We believe, and this is probably the single most important point that I’ve been making for many months, that we have a moment in time first-to-market advantage. And that the momentum we have will allow us to give guidance that we will do 30% more RGUs in 2007 than we did in 2006, getting us to around 6.5 million RGUs in one year. We think we can capture market share now and this is the time to extend our lead in the market. We’re going to invest capital to drive that growth. Were going to expand capacity to support future RGU growth beyond this and to continue to innovate new products and new businesses.

During the conference call, similar bullish statements were repeated by defendant Burke as well as by John Alehin (“Al-ehin”), Comcast’s Co-Chief Financial Officer, Executive Vice President and Treasurer. Burke commented that: “[W]e are pretty darn excited that the momentum that we have built in '06 is going to accelerate and that our main focus is to sell more RGUs.” Alehin added that “[RGU growth] shows that the best is yet • to come,” and that “Basic subs are expected to grow even more in 2007 than they did in 2006.”

Analysts responded to the February 1 press release and conference call by writing favorable reports regarding Comcast. Between February 1 and February 22, 2007, Comcast common stock traded between $39 and $43 a share. On February 22, Comcast announced a 3 for 2 stock split, which reduced its share price to $27.45.
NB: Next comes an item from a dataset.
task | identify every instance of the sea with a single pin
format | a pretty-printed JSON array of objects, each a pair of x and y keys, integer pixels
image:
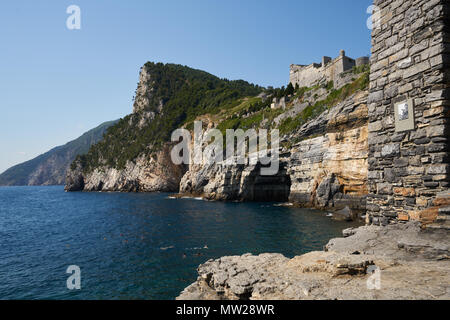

On April 26, 2007 Comcast issued a press release announcing its financial results for the First Quarter of 2007, which ended March 31, 2007. In anticipation of the release of these results, Roberts was interviewed on Bloomberg TV on April 11. He stated with respect to the 2007 outlook: “Right now it’s all clicking, the business is on fire.” Between April 11 and April 26, Comcast common stock traded at prices as high as $28.18.

The April 26, 2007 press release reported RGUs of 1.8 million for the first quarter. In it, Roberts was quoted as follows:

We are off to a fabulous start to the year and see increasing momentum as we move ahead. Strong consumer demand for our superior products delivered through our Triple Play offering resulted in another quarter of record performance at our cable division — and we are just getting started capitalizing on the Triple Play opportunity. This was our 3rd consecutive quarter of record-breaking RGU growth and 27th consecutive quarter of double digit OCF growth.